People who drink more than 30 grams of alcohol per day (about four drinks, regardless of the type of alcohol) have a higher risk of atrial fibrillation (AF) in reverse proportion to their ability to metabolize alcohol.

Also, the risk of AF increases by 1 percent for every additional drink per day regardless of alcohol metabolizing capacity, a study has shown.

Professor Oh Se-il and clinical instructor Park Chan-soon of the Department of Cardiac Electrophysiology at Seoul National University Hospital (Courtesy of SNUH)
Professor Oh Se-il and clinical instructor Park Chan-soon of the Department of Cardiac Electrophysiology at Seoul National University Hospital (Courtesy of SNUH)

The Seoul National University Hospital (SNUH) said Thursday that a team of researchers, led by Dr. Oh Se-il, a professor of Cardiac Electrophysiology and clinical instructor Park Chan-soon, analyzed the risk of AF according to alcohol metabolism and average daily alcohol consumption in more than 40 people enrolled in the U.K. Biobank Cohort from 2006 to 2010.

AF is a type of arrhythmia in which the heart contracts irregularly and is a major risk factor for stroke, dementia, and heart failure. Its prevalence is increasing worldwide as the population ages. The main symptoms are palpitations, chest discomfort, and, in severe cases, dizziness and shortness of breath.

It is well known that the risk of AF increases due to unhealthy lifestyles, such as smoking, obesity, and lack of exercise. Still, the relationship between alcohol consumption and AF risk has not been clearly understood. The researchers hypothesized that a person's genetic ability to metabolize alcohol may affect their risk of developing AF, regardless of how much they drink.

They also categorized 399,329 people without a history of AF into nondrinkers (0 grams), light to moderate drinkers (<30 grams, about less than four drinks), and heavy drinkers (≥30 grams, about four or more drinks) based on their average daily alcohol consumption. Each group was then further categorized into low, moderate, and high-risk groups based on a multigene risk score that quantifies "alcohol metabolizing capacity," and the risk of new-onset AF was followed for about 12 years.

The results showed that the "low alcohol metabolizer" group had the greatest risk of AF and that the association between alcohol consumption and AF risk varied by alcohol metabolizer. While the risk of AF decreased with increasing alcohol metabolizing capacity in heavy drinkers, this was not seen in light to moderate drinkers and nondrinkers.
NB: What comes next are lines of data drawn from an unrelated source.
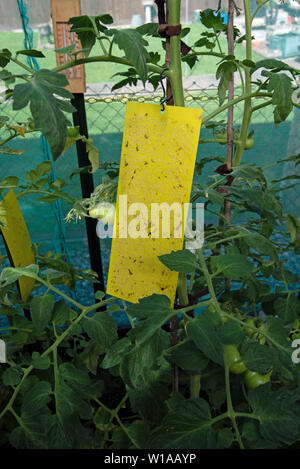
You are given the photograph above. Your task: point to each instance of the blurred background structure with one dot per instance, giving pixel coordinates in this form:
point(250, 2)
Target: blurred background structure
point(276, 35)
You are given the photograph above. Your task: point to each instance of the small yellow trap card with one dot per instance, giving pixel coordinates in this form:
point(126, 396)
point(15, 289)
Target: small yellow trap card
point(18, 241)
point(156, 173)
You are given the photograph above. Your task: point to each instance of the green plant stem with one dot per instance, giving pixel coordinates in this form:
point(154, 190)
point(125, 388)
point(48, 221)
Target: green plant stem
point(262, 105)
point(236, 100)
point(106, 58)
point(21, 64)
point(258, 8)
point(195, 386)
point(248, 87)
point(175, 70)
point(209, 283)
point(230, 409)
point(51, 349)
point(213, 54)
point(114, 414)
point(98, 35)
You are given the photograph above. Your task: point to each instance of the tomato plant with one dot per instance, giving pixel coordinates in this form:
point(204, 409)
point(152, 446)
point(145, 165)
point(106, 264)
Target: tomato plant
point(72, 379)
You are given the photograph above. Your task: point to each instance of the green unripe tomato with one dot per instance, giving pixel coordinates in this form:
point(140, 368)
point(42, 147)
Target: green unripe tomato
point(253, 379)
point(181, 324)
point(73, 132)
point(296, 326)
point(222, 136)
point(234, 360)
point(250, 322)
point(249, 143)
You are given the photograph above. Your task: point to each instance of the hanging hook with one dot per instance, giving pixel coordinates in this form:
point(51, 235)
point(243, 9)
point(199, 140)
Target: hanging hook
point(164, 99)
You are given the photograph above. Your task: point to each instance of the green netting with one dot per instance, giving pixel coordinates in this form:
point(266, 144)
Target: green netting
point(105, 113)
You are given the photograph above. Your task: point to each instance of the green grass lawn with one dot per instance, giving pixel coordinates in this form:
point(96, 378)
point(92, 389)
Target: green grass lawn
point(99, 73)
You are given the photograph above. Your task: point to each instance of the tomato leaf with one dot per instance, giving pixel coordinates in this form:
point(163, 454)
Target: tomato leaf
point(46, 108)
point(181, 261)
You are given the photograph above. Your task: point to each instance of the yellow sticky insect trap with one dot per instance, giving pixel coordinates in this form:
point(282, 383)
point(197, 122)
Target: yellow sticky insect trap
point(157, 166)
point(18, 241)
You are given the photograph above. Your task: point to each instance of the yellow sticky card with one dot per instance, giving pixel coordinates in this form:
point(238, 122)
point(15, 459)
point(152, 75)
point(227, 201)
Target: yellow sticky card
point(157, 167)
point(18, 241)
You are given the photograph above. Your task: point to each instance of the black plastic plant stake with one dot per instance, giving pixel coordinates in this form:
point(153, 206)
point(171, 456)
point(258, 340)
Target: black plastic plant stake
point(87, 188)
In other words, alcohol metabolism may help identify individuals who are more susceptible to AF for the same amount of alcohol consumed and could be used as a basis for aggressively recommending abstinence in clinical practice, the researchers emphasized.

There was also a significant association between alcohol consumption and the risk of AF, regardless of alcohol metabolism. For every additional 8 grams of alcohol consumed per day (about one drink, regardless of alcohol type), the risk of AF increased by 1 percent.

"The risk of AF varies among people who consume the same amount of alcohol, so people who are less able to metabolize alcohol and therefore more susceptible to AF should positively stop drinking," Professor Oh said.